У Берты, взволнованной, уставшей после долгого дня гнетущей неуверенности, не хватило выдержки. Она внезапно отвернулась от плиты и в упор поглядела на Вилли.
— Ты обратил внимание на мои поля? — смело спросила она. — За одно утро скошено все сено! — Она тревожно ждала, что он ответит.
— Да, я видел, — тихо произнес Вилли.
— Мне прислали целую команду пленных поляков; они и скосили, — неуверенно продолжала она.
— Да? — отозвался Вилли. — Значит, тебе уже нечего волноваться. — В голосе его не было иронии.
— А я вообще никогда не волнуюсь, — возразила она, внезапно улыбнувшись, и совсем другим, очень ласковым тоном сказала — Это ты вечно из-за чего-то волнуешься. — И не желая, чтобы он считал ее бессердечной, добавила: — Мне до того жаль этих пленных. Они такие несчастные, просто смотреть невыносимо. И знаешь, что им дали на обед? По куску хлеба да какой-то мутной водицы вместо супа. Ну скажи, может мужчина работать на таких харчах?

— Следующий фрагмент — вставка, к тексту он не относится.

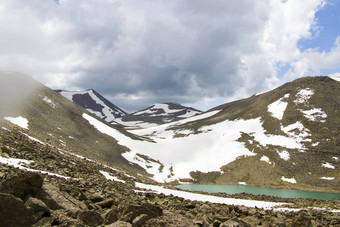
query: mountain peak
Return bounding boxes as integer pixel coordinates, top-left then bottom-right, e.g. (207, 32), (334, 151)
(56, 89), (127, 123)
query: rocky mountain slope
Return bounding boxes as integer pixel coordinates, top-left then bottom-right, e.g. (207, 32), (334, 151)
(118, 77), (340, 192)
(0, 122), (340, 226)
(0, 72), (143, 172)
(0, 72), (340, 226)
(56, 89), (127, 123)
(116, 103), (202, 128)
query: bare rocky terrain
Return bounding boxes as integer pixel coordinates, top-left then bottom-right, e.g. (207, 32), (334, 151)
(0, 123), (340, 226)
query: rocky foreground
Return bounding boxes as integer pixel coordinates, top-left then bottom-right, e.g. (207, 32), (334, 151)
(0, 125), (340, 226)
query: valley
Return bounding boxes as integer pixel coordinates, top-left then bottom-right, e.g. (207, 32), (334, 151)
(0, 72), (340, 226)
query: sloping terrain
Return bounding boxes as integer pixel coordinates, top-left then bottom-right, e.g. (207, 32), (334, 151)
(0, 72), (340, 226)
(56, 89), (127, 123)
(117, 77), (340, 192)
(116, 103), (201, 128)
(0, 122), (340, 226)
(0, 72), (143, 172)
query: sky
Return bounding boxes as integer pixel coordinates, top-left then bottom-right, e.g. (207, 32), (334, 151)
(0, 0), (340, 111)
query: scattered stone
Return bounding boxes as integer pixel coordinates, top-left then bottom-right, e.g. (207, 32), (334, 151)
(105, 221), (132, 227)
(25, 197), (50, 222)
(119, 203), (163, 226)
(96, 199), (114, 208)
(103, 208), (118, 224)
(77, 210), (104, 226)
(36, 184), (87, 212)
(0, 172), (43, 200)
(0, 193), (35, 226)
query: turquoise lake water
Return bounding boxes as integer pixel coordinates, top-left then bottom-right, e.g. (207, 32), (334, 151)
(176, 184), (340, 199)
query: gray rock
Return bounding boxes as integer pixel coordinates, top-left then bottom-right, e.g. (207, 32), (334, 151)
(103, 208), (118, 224)
(0, 172), (43, 200)
(77, 210), (104, 226)
(36, 184), (87, 213)
(119, 203), (163, 226)
(0, 193), (35, 226)
(25, 197), (50, 222)
(105, 221), (132, 227)
(96, 199), (114, 208)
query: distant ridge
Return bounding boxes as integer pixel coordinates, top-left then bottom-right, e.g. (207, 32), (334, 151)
(56, 89), (127, 123)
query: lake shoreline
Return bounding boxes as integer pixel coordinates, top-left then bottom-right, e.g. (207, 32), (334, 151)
(173, 184), (340, 202)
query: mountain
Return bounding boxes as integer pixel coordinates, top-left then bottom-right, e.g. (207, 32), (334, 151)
(0, 72), (143, 173)
(116, 102), (202, 128)
(56, 89), (127, 123)
(56, 89), (201, 128)
(0, 72), (340, 226)
(116, 77), (340, 192)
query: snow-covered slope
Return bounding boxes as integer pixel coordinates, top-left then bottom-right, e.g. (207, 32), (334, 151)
(116, 103), (201, 128)
(84, 77), (340, 192)
(57, 89), (127, 123)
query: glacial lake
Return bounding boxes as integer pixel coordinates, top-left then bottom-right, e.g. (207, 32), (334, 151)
(176, 184), (340, 199)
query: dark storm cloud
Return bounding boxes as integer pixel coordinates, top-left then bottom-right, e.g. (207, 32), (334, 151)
(0, 0), (326, 109)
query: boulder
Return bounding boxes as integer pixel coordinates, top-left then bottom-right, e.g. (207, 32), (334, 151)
(0, 193), (35, 226)
(119, 203), (163, 226)
(105, 221), (132, 227)
(36, 183), (87, 213)
(96, 199), (114, 208)
(0, 172), (43, 200)
(77, 210), (104, 226)
(103, 207), (118, 224)
(25, 197), (50, 222)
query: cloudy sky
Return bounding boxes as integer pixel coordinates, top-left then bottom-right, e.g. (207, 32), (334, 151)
(0, 0), (340, 111)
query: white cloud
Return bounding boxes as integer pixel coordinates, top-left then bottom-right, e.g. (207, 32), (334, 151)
(0, 0), (339, 109)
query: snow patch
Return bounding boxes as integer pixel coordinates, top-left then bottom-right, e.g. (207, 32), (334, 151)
(4, 116), (28, 129)
(277, 150), (290, 161)
(1, 127), (11, 132)
(83, 111), (303, 182)
(328, 73), (340, 82)
(132, 103), (184, 116)
(0, 156), (70, 179)
(268, 94), (289, 120)
(300, 108), (327, 122)
(43, 96), (56, 108)
(99, 170), (126, 183)
(294, 88), (314, 104)
(281, 176), (296, 184)
(135, 182), (286, 209)
(19, 131), (46, 145)
(321, 162), (335, 169)
(281, 121), (311, 143)
(260, 155), (272, 165)
(320, 177), (334, 180)
(60, 90), (125, 122)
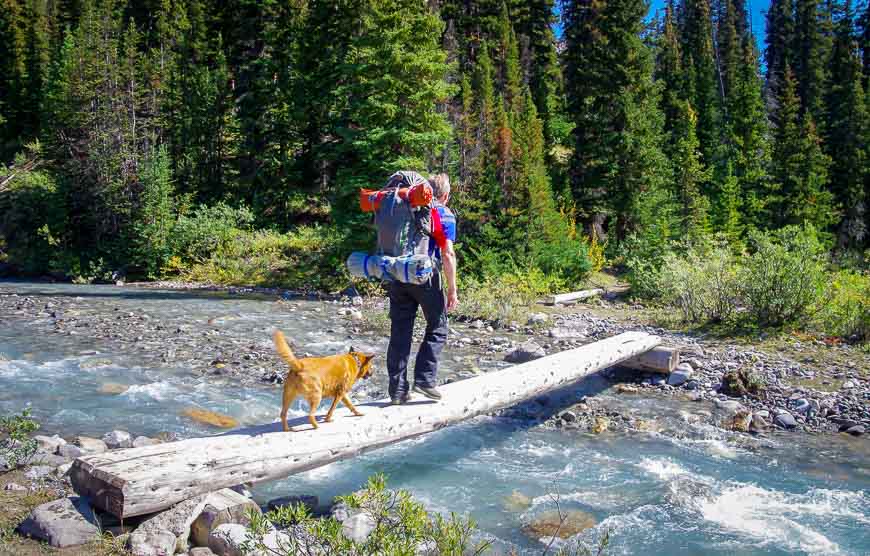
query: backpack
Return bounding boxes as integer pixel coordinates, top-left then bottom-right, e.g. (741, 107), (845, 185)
(369, 172), (432, 257)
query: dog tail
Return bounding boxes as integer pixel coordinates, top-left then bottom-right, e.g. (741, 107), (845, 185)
(272, 330), (299, 370)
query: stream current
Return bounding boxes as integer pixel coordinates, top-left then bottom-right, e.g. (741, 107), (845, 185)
(0, 282), (870, 555)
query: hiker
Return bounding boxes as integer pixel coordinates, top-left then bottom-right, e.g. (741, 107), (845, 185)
(387, 174), (459, 405)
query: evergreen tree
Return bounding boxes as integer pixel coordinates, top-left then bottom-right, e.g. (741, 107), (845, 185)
(672, 101), (712, 242)
(769, 65), (837, 230)
(825, 0), (870, 247)
(563, 0), (668, 239)
(790, 0), (831, 122)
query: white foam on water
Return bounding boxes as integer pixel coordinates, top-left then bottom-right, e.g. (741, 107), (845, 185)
(696, 484), (868, 554)
(637, 458), (689, 481)
(121, 380), (179, 402)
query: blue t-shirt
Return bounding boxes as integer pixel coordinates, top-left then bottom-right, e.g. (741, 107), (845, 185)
(429, 203), (456, 260)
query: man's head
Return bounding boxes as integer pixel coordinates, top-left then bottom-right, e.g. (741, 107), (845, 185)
(429, 174), (450, 203)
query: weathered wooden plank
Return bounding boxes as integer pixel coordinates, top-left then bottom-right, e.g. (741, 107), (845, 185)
(620, 346), (680, 374)
(547, 288), (604, 305)
(70, 332), (660, 517)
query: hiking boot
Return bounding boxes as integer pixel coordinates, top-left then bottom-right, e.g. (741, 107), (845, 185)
(414, 384), (441, 400)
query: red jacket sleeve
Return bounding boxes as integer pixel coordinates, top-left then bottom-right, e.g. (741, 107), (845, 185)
(432, 208), (447, 249)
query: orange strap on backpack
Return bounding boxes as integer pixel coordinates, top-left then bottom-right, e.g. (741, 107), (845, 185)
(359, 184), (432, 212)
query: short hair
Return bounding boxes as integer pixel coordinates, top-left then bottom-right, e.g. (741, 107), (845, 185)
(429, 174), (450, 199)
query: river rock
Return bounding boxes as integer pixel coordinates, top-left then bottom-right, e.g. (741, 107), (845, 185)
(773, 410), (797, 429)
(182, 407), (239, 429)
(522, 510), (597, 540)
(668, 363), (694, 386)
(75, 436), (109, 454)
(504, 340), (547, 363)
(17, 497), (100, 548)
(136, 491), (215, 552)
(33, 434), (66, 454)
(24, 465), (54, 481)
(190, 488), (262, 546)
(133, 436), (163, 448)
(208, 523), (248, 556)
(528, 313), (550, 326)
(103, 430), (133, 450)
(127, 529), (178, 556)
(341, 513), (375, 543)
(266, 494), (320, 513)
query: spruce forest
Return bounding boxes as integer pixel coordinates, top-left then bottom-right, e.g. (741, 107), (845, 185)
(0, 0), (870, 334)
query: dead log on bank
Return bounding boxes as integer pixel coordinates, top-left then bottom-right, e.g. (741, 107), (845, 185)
(69, 332), (660, 518)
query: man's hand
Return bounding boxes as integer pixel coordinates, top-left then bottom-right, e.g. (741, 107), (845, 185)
(447, 289), (459, 311)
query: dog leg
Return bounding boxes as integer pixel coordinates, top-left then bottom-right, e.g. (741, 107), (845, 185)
(323, 396), (339, 423)
(341, 394), (362, 417)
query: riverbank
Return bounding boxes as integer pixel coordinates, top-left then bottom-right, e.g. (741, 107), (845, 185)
(0, 282), (870, 436)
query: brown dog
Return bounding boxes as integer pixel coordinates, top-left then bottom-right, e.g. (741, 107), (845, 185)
(272, 330), (375, 431)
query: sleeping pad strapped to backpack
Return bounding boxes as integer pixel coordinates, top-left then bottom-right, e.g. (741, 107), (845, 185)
(347, 172), (434, 284)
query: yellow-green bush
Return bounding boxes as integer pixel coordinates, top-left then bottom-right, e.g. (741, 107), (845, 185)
(816, 270), (870, 340)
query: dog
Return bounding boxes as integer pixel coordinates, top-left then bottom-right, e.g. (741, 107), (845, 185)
(272, 330), (375, 432)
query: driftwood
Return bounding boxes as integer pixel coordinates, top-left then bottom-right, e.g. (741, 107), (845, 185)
(69, 332), (661, 518)
(620, 346), (680, 374)
(547, 288), (604, 305)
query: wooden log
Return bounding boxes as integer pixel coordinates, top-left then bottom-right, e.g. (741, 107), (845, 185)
(620, 346), (680, 374)
(547, 288), (604, 305)
(69, 332), (661, 518)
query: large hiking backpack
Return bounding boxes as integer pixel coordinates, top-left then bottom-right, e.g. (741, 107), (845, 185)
(347, 171), (434, 284)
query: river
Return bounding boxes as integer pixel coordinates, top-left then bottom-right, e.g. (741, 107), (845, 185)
(0, 282), (870, 555)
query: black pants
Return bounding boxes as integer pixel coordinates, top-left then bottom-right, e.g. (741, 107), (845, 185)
(387, 272), (447, 398)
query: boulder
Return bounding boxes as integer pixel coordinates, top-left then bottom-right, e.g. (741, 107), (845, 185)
(266, 494), (320, 513)
(504, 340), (547, 363)
(75, 436), (109, 457)
(341, 513), (375, 543)
(33, 434), (66, 454)
(208, 523), (248, 556)
(136, 491), (215, 552)
(103, 431), (133, 450)
(668, 363), (694, 386)
(773, 411), (797, 429)
(190, 488), (262, 546)
(133, 436), (162, 448)
(18, 497), (100, 548)
(127, 530), (177, 556)
(24, 465), (55, 481)
(57, 444), (86, 459)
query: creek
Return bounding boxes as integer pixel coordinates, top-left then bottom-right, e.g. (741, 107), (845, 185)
(0, 282), (870, 555)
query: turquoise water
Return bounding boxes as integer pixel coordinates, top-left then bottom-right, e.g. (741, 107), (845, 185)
(0, 283), (870, 555)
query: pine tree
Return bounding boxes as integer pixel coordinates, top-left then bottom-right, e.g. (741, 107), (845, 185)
(563, 0), (668, 239)
(825, 0), (870, 247)
(764, 0), (795, 103)
(672, 101), (712, 242)
(769, 65), (837, 230)
(790, 0), (831, 121)
(680, 0), (722, 169)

Вилли ничего не ответил. Лицо его было бесстрастно, держался он спокойно, но горящие глаза говорили о том, что спокойствие это обманчиво.
— Но что поделаешь? — упрямо продолжала Берта. — Мы им ничем не можем помочь. У каждого свои трудности. Сено мое, например, уже никуда не годится. Половина травы цветет — это будет солома, а не сено. А этот мой поляк! Ха! Ну и брехун же Розенхарт! Божился, что поляк — крестьянин, но я через пять минут поняла, что он сроду не работал на поле. Мы с ним складывали сено в стога; там, где я за десять минут управлялась, он возился целый час. Подумать только!
Вилли молчал.
— Да зачем нам говорить об этом! — сказала Берта с чувством торжества. Она быстро подошла к нему, наклонилась и поцеловала в губы. — Вот что мы с тобой должны делать, правда? — Она погладила его по лицу. — Милый, ты еще немножко сердишься на меня? Не сердись, родной, не надо!